Nuclear waste drums are unloaded underground at WIPP. Photo: Roy Neese/Salado Isolation Mining Contractors
DOGE plans to close a DOE field office in New Mexico responsible for managing the country's only permanent nuclear waste repository.
Why it matters: The office's supporters say staffing and office cuts could threaten safety and oversight at the Energy Department's Waste Isolation Pilot Plant (WIPP), which is seen as a rare success story in finding a home for the country's nuclear waste.
- Nuclear power has gained bipartisan support as a zero-carbon way to meet power demand from data centers, but political gridlock in Congress on waste siting remains a source of criticism.
The big picture: Closing the 90,850-square-foot Skeen-Whitlock Building in Carlsbad would save $1.76 million, according to the DOGE website.

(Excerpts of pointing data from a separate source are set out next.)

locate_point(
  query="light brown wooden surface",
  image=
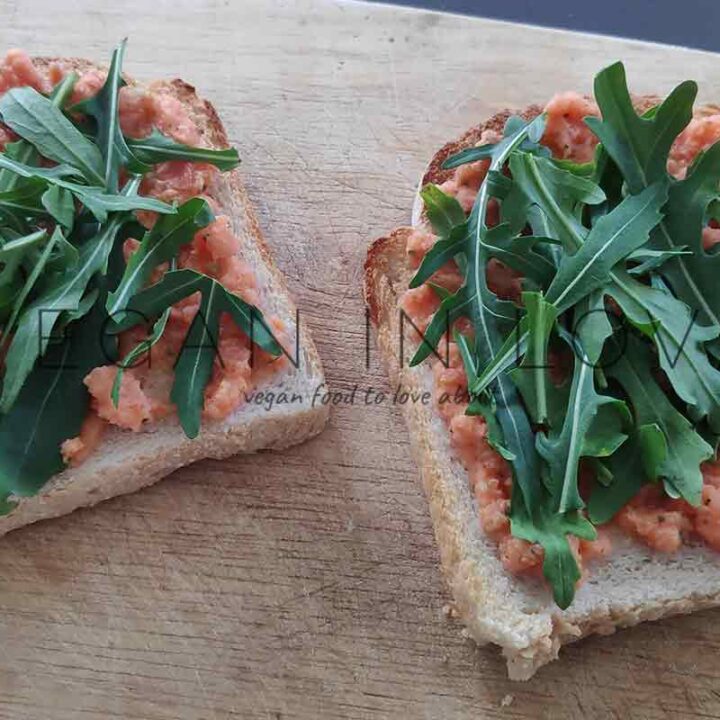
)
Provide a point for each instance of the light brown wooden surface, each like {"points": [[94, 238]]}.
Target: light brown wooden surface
{"points": [[305, 584]]}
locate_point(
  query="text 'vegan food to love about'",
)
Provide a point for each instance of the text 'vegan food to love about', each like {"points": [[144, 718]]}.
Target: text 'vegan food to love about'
{"points": [[138, 303], [559, 288]]}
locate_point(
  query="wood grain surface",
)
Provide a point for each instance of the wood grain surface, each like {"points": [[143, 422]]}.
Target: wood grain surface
{"points": [[305, 584]]}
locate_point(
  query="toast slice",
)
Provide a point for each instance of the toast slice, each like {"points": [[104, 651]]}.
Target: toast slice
{"points": [[127, 461], [634, 585]]}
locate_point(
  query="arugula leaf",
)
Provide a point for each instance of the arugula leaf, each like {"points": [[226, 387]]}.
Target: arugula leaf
{"points": [[62, 295], [562, 449], [613, 237], [104, 108], [557, 192], [693, 276], [159, 245], [51, 407], [194, 364], [678, 460], [679, 340], [37, 120], [137, 352], [627, 471], [550, 530], [157, 148], [531, 377], [519, 253], [638, 145], [95, 199], [58, 202], [444, 250], [443, 211]]}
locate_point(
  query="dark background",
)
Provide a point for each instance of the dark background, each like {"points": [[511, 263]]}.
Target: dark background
{"points": [[695, 23]]}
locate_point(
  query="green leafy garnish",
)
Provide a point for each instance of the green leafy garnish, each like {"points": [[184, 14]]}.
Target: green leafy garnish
{"points": [[618, 286], [68, 198]]}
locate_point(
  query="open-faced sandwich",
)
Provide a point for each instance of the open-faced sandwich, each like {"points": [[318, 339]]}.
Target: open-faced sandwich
{"points": [[560, 288], [139, 304]]}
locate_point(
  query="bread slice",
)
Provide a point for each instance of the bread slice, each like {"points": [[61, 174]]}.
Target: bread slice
{"points": [[127, 461], [634, 585]]}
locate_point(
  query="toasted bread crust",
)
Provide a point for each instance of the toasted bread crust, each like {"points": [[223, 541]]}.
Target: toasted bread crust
{"points": [[495, 606], [126, 461]]}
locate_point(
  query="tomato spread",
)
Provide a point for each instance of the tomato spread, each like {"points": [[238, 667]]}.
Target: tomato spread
{"points": [[215, 251]]}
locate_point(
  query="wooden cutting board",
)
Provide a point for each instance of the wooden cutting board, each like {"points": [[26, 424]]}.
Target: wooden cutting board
{"points": [[305, 584]]}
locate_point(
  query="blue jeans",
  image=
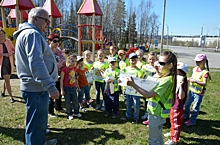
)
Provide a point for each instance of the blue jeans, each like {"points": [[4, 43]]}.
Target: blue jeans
{"points": [[98, 86], [197, 99], [84, 90], [37, 104], [132, 100], [155, 136], [71, 100]]}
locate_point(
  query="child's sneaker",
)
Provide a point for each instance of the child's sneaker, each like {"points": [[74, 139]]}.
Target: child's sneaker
{"points": [[78, 115], [170, 142], [70, 117], [189, 123], [167, 134], [145, 122]]}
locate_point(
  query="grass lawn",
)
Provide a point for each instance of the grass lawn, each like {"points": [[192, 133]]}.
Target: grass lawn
{"points": [[94, 128]]}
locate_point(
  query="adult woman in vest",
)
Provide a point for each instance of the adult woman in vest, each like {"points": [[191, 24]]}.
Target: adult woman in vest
{"points": [[6, 63]]}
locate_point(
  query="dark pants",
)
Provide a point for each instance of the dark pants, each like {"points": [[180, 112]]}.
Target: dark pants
{"points": [[57, 101], [112, 105]]}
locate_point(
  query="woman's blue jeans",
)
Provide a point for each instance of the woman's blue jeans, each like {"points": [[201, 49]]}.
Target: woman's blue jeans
{"points": [[37, 104]]}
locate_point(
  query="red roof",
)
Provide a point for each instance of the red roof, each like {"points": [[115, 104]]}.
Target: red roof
{"points": [[12, 14], [52, 9], [89, 7], [23, 4]]}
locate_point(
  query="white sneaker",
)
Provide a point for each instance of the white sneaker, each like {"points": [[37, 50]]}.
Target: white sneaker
{"points": [[78, 115], [145, 116], [70, 117], [51, 142], [170, 142], [167, 134]]}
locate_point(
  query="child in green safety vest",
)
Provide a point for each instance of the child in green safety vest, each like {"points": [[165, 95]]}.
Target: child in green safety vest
{"points": [[198, 82], [112, 89], [161, 97], [99, 68]]}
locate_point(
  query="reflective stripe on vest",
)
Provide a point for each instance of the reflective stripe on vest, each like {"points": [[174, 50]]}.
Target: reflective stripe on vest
{"points": [[195, 89]]}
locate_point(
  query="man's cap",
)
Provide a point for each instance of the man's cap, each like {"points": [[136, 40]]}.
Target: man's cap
{"points": [[133, 55], [182, 66], [200, 57]]}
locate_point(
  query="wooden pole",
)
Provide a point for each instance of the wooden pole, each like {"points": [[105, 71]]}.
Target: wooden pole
{"points": [[17, 16], [3, 18]]}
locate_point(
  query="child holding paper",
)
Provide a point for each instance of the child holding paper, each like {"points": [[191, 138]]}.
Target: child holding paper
{"points": [[112, 88], [131, 99], [83, 83]]}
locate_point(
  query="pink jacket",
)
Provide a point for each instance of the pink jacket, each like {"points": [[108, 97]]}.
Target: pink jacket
{"points": [[10, 49]]}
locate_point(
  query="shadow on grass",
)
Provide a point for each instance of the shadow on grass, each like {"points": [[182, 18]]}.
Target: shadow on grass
{"points": [[204, 128], [71, 136], [15, 133]]}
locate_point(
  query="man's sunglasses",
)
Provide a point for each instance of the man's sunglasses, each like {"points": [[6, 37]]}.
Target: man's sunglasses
{"points": [[56, 41], [46, 20], [163, 63]]}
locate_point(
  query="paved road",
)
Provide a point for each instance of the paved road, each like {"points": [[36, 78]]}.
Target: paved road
{"points": [[187, 54]]}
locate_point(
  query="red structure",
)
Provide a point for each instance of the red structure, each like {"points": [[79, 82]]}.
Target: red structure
{"points": [[90, 8]]}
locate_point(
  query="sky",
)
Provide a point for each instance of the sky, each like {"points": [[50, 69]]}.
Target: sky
{"points": [[187, 17]]}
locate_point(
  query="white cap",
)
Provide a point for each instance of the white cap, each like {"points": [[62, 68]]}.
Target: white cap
{"points": [[182, 66], [110, 59]]}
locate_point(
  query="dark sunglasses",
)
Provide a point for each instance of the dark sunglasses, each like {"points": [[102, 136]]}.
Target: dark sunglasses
{"points": [[56, 41], [45, 19], [163, 63]]}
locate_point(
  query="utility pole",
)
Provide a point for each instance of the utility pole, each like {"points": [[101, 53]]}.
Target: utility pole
{"points": [[164, 10]]}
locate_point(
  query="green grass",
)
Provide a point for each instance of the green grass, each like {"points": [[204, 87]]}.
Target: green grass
{"points": [[94, 128]]}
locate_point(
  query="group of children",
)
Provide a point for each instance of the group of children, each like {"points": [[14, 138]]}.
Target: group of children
{"points": [[166, 99]]}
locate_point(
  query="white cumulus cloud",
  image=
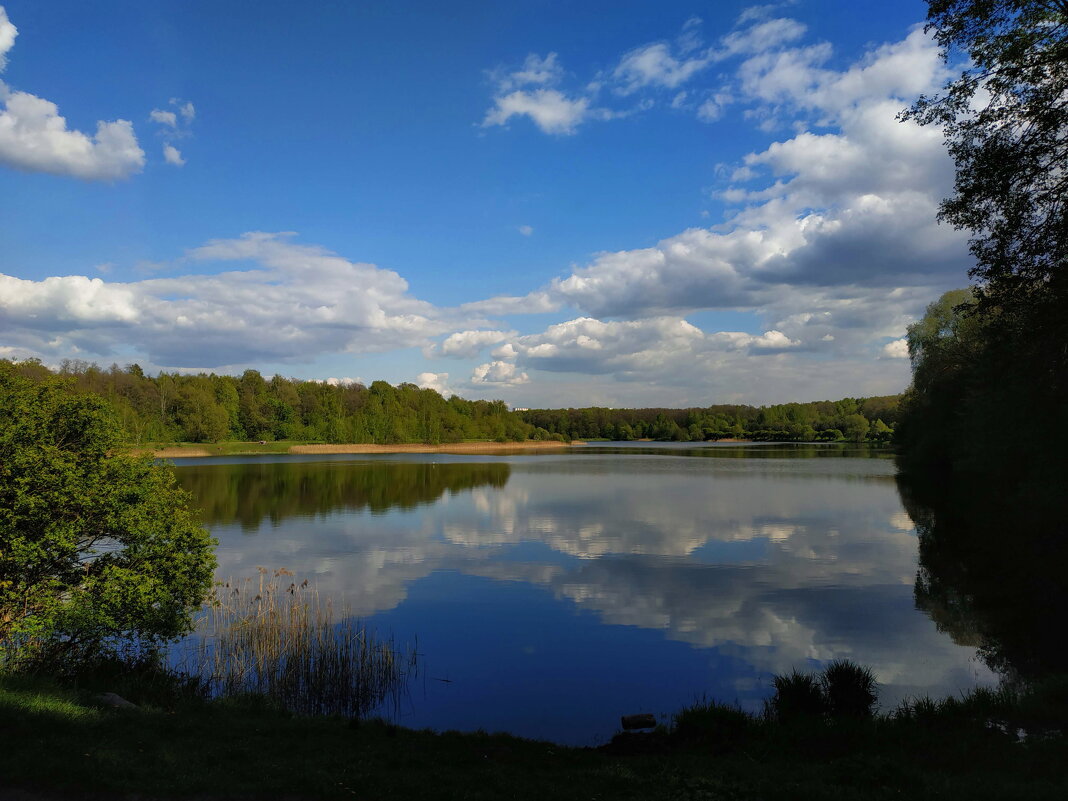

- The office supervises the burying of waste from Cold War–era nuclear weapons production.
- A contractor spokesperson for the field office referred questions to the DOE. Neither DOE nor DOGE immediately responded to requests for comment.
What they're saying: "It is deeply concerning," said a former DOE official who requested anonymity.
- The field office had lost 30% of its staff through layoffs and the voluntary buyout program, "which was a gut punch to them already," the person said.
- "On the one hand, I'm not surprised," said Don Hancock, director of the nuclear waste program at Albuquerque's Southwest Research and Information Center.
- "On the other hand, there will presumably be a lot of pushback from Carlsbad government and economic leaders that had long promoted having" the field office.